Neanche per sogno, rispondo io.
A no davvero, no grazie. Se devo salpare, che sia. Ma di avere attorno una mamma piangente e un padre affranto, no grazie. Per loro, esserci o saperlo dopo non cambia mica molto in fondo. Ma per me sì. Eccome. Lasciatemi filare in compagnia di una infermiera carina semmai. O da solo, che va benissimo. Il dottore si incazza assai. Ma si vede che sto male davvero e se la sta facendo sotto, perché non strilla ma gira sui tacchi e fila. Miracolo, una delle infermiere è davvero carina!

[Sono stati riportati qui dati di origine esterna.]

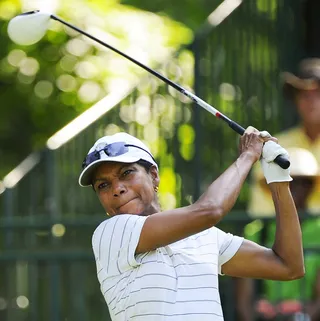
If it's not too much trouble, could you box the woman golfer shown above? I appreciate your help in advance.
[79,127,304,321]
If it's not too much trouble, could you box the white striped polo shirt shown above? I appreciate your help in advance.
[92,214,243,321]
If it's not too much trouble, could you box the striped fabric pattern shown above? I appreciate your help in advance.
[92,214,243,321]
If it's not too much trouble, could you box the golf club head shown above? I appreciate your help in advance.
[8,10,51,46]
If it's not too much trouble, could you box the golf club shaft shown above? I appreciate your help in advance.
[50,15,290,169]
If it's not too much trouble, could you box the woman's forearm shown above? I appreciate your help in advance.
[269,182,304,279]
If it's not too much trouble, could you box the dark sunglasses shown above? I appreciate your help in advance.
[82,142,155,169]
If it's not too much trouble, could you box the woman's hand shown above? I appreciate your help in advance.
[239,126,278,162]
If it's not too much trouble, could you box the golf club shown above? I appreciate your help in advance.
[8,10,290,169]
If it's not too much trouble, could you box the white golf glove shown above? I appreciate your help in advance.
[260,140,292,184]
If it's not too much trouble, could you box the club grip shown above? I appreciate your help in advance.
[227,119,290,169]
[274,155,290,169]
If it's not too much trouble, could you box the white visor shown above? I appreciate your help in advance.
[79,133,158,186]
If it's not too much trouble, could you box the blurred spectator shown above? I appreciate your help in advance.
[236,148,320,321]
[248,58,320,217]
[236,58,320,321]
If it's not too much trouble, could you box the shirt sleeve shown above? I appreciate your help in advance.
[216,228,243,275]
[92,214,147,276]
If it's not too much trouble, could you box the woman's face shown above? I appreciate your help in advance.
[93,162,160,216]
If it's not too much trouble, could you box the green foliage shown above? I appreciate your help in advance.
[0,0,192,177]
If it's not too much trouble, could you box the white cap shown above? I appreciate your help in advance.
[79,133,158,186]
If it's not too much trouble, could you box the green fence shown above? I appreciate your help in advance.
[0,0,318,321]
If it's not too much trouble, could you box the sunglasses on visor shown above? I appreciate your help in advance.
[82,142,155,169]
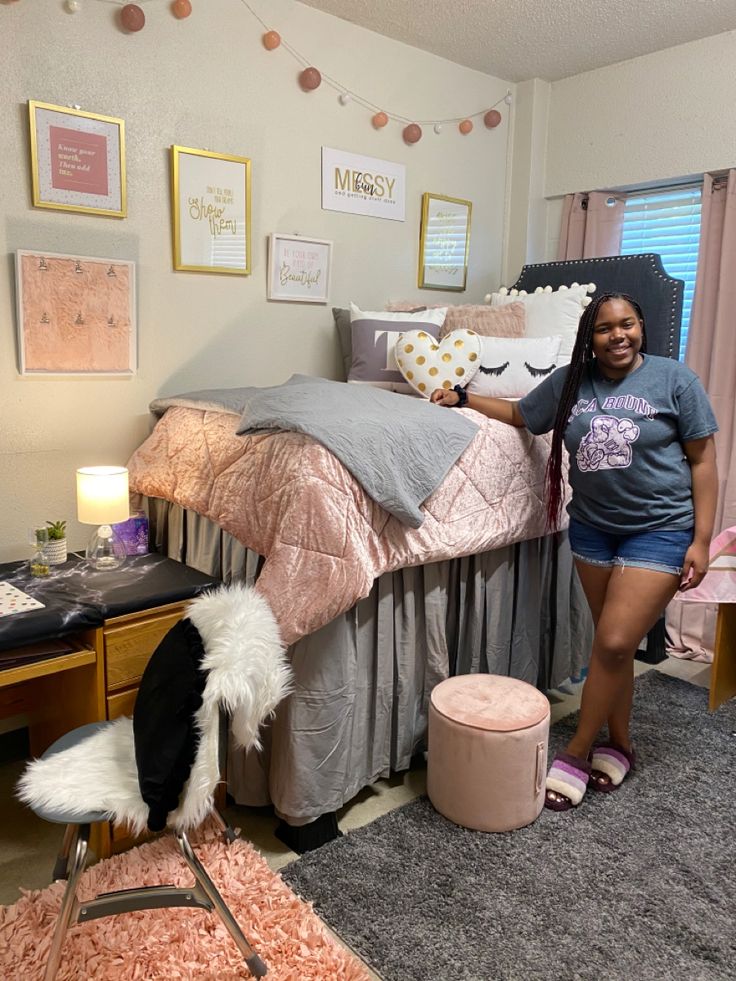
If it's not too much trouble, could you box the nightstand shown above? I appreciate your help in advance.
[0,554,217,857]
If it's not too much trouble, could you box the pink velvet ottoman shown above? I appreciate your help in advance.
[427,674,549,831]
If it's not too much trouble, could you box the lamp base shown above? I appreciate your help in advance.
[87,525,126,572]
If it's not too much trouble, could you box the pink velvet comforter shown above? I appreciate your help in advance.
[128,406,549,644]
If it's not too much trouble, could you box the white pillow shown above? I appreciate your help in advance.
[491,283,595,364]
[350,303,447,327]
[348,303,447,395]
[466,334,567,398]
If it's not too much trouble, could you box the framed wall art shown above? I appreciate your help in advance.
[419,194,473,292]
[267,234,332,303]
[171,146,251,276]
[16,249,136,375]
[28,101,126,218]
[322,146,406,221]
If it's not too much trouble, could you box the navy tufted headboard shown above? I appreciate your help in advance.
[513,252,685,358]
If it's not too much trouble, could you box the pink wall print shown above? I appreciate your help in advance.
[49,126,108,196]
[16,250,136,375]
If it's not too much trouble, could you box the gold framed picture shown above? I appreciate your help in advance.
[171,146,251,276]
[418,193,473,292]
[28,101,126,218]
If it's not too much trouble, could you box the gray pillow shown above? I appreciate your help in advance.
[332,307,353,380]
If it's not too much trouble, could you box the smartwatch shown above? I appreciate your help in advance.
[453,385,468,409]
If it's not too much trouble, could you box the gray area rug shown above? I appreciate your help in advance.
[282,671,736,981]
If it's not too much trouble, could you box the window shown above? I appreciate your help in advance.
[621,187,701,361]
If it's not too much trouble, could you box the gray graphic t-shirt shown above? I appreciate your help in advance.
[519,354,718,535]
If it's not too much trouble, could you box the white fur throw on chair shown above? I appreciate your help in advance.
[18,583,291,834]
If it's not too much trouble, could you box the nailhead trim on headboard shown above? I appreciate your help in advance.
[512,252,684,358]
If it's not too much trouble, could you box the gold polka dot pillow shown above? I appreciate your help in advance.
[395,329,481,398]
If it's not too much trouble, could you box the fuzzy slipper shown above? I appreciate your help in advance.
[588,743,636,794]
[544,753,590,811]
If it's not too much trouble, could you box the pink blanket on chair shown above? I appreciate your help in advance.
[128,406,564,644]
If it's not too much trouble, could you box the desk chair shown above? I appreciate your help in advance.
[18,584,290,981]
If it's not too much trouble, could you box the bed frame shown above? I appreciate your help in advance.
[513,252,685,358]
[149,255,683,852]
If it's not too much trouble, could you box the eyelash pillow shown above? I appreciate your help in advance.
[491,283,595,364]
[467,334,564,398]
[396,330,483,398]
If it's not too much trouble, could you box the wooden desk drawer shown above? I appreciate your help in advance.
[105,607,184,692]
[107,688,138,719]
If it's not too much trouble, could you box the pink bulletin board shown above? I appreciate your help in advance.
[16,250,136,375]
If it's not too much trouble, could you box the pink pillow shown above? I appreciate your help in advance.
[386,300,526,338]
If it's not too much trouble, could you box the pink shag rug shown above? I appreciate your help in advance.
[0,828,369,981]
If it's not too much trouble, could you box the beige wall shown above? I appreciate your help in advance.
[544,31,736,258]
[0,0,513,561]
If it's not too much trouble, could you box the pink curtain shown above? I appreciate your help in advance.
[557,191,625,259]
[667,170,736,660]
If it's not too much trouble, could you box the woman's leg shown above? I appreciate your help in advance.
[575,559,632,749]
[567,566,680,759]
[547,559,612,804]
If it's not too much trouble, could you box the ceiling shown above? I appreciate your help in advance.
[301,0,736,82]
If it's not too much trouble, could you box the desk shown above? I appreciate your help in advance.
[0,555,216,857]
[708,603,736,712]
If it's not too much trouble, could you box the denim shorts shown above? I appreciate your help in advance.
[569,518,693,576]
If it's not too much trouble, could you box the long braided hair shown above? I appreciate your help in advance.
[544,293,647,531]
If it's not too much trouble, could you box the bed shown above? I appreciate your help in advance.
[123,255,682,851]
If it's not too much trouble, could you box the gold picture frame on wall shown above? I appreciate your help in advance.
[418,193,473,292]
[28,100,126,218]
[171,146,251,276]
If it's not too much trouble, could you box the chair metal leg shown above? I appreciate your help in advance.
[51,824,79,882]
[212,807,240,845]
[43,824,89,981]
[176,831,268,978]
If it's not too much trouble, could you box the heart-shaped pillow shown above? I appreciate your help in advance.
[395,327,481,398]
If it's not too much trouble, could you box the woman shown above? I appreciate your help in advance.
[431,293,718,811]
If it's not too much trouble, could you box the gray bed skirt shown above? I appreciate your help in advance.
[148,499,593,826]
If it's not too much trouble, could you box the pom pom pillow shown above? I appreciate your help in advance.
[348,303,446,395]
[396,330,482,398]
[491,283,595,364]
[466,334,562,398]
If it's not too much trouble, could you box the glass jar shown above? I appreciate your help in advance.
[28,528,51,576]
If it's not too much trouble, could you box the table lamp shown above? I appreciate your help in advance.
[77,467,130,569]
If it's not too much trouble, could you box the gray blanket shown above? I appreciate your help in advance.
[151,375,478,528]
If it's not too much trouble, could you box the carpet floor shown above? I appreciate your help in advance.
[282,672,736,981]
[0,829,368,981]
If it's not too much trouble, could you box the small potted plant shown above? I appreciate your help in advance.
[43,521,66,565]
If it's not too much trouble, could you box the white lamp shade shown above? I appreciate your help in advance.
[77,467,130,525]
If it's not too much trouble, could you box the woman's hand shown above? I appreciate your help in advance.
[679,542,709,593]
[429,388,460,406]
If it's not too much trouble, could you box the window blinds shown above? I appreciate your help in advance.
[621,187,702,361]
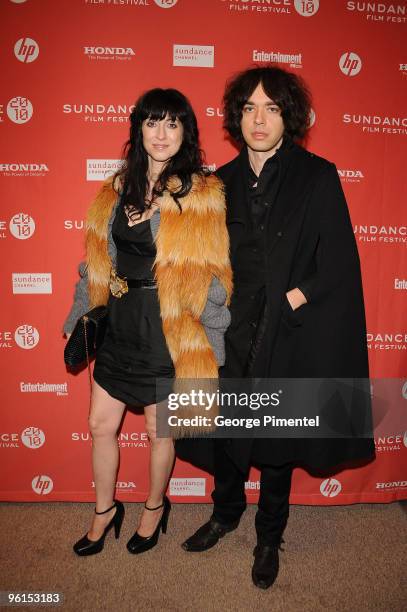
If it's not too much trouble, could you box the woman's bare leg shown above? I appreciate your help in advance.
[88,381,125,540]
[137,404,175,537]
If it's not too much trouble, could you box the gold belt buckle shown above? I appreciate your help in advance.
[109,270,129,298]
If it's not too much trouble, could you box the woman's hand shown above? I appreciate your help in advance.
[286,288,307,310]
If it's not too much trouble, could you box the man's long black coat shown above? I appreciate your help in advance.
[217,143,374,470]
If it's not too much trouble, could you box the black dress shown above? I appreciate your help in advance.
[93,206,174,407]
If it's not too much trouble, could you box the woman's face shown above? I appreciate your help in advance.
[141,115,184,164]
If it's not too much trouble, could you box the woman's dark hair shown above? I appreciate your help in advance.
[223,65,311,144]
[113,88,204,214]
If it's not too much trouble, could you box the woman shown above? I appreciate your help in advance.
[64,89,232,555]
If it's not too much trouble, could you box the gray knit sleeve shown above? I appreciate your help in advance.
[150,211,231,367]
[63,202,118,334]
[63,262,90,334]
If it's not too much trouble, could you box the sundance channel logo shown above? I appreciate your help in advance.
[220,0,319,17]
[86,159,123,181]
[0,162,49,178]
[170,478,206,497]
[346,0,407,23]
[11,272,52,295]
[172,44,215,68]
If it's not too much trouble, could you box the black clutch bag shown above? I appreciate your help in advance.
[64,306,107,366]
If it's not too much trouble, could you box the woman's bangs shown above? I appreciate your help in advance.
[141,89,186,121]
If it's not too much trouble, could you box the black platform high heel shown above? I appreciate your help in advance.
[73,500,124,557]
[127,496,171,555]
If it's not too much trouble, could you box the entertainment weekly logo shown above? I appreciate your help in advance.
[342,113,407,135]
[0,426,45,450]
[86,159,123,181]
[71,431,149,448]
[255,49,302,68]
[366,331,407,351]
[220,0,319,17]
[172,44,215,68]
[83,46,136,61]
[11,272,52,295]
[394,278,407,290]
[353,224,407,245]
[0,162,49,178]
[374,431,407,453]
[170,478,206,497]
[346,0,407,23]
[62,103,134,124]
[19,381,68,397]
[14,38,40,64]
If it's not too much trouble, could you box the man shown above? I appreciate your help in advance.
[183,65,374,589]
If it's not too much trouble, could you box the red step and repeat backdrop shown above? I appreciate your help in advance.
[0,0,407,505]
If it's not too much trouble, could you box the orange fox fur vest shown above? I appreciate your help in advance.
[86,175,232,378]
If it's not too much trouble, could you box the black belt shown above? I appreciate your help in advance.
[126,278,157,289]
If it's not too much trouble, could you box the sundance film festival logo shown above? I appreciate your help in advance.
[7,96,34,124]
[9,213,35,240]
[353,225,407,245]
[11,272,52,295]
[21,427,45,449]
[374,432,407,453]
[62,104,134,123]
[339,51,362,76]
[366,332,407,351]
[71,431,148,448]
[14,324,40,350]
[338,168,365,183]
[346,0,407,23]
[31,474,54,495]
[342,113,407,135]
[86,159,123,181]
[319,478,342,497]
[14,38,40,64]
[83,47,136,60]
[0,163,49,178]
[154,0,178,8]
[221,0,319,17]
[173,45,215,68]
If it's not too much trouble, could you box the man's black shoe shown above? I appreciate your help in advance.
[181,519,239,552]
[252,544,279,589]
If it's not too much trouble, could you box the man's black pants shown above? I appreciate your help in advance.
[212,439,293,546]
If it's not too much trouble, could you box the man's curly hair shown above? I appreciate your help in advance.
[223,64,311,144]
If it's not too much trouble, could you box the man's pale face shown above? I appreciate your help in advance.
[240,83,284,153]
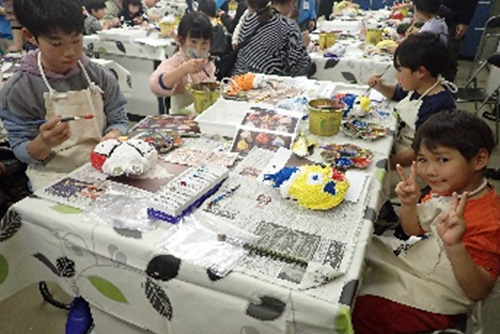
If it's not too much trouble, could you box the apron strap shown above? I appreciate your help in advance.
[37,51,103,97]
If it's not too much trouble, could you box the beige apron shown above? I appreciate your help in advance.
[26,53,106,190]
[359,197,473,315]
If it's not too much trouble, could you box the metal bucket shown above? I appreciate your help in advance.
[307,99,345,136]
[365,28,382,45]
[188,82,220,114]
[319,32,337,50]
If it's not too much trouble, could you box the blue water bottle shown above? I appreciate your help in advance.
[66,297,93,334]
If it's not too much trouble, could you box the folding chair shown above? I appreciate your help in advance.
[455,53,500,144]
[465,15,500,88]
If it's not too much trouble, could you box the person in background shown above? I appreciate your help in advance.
[0,0,12,53]
[3,0,23,52]
[0,0,128,190]
[353,111,500,334]
[233,0,311,76]
[413,0,448,46]
[119,0,149,27]
[83,0,109,35]
[367,33,456,170]
[297,0,316,31]
[440,0,478,81]
[221,0,247,34]
[317,0,335,20]
[149,12,215,114]
[198,0,229,57]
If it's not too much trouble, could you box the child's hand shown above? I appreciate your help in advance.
[302,30,311,48]
[38,116,71,150]
[101,130,122,141]
[182,59,208,74]
[396,161,420,206]
[437,192,469,246]
[366,74,382,90]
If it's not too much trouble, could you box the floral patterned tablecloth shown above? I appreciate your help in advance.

Come che sia. Passano cinque ore. Dopo un po' la smetto di andare e venire e le mani passano al bianco latte. Tutti sorridono di più. Quando mi riesco ad alzare in piedi mi hanno spiegato tutto sul cortisone, sugli scarichi dei detersivi e mi fanno firmare che sto benone e che me la filo di mia sponte. Ritrovo nell’atrio uno dei miei amici, reduce da una puntura di cortisone nelle chiappe (le facevano intramuscolari dopo la mia, sbagliando si impara), che mi riporta al campeggio. Mi evito la fatica di smontare la tenda e vengo riportato a casa come un ferito di guerra. I segni sulla schiena mi sono spariti dopo quasi due settimane. Ma avevo imparato una cosetta su di me. Se devo morire e posso scegliere, lasciatemi solo.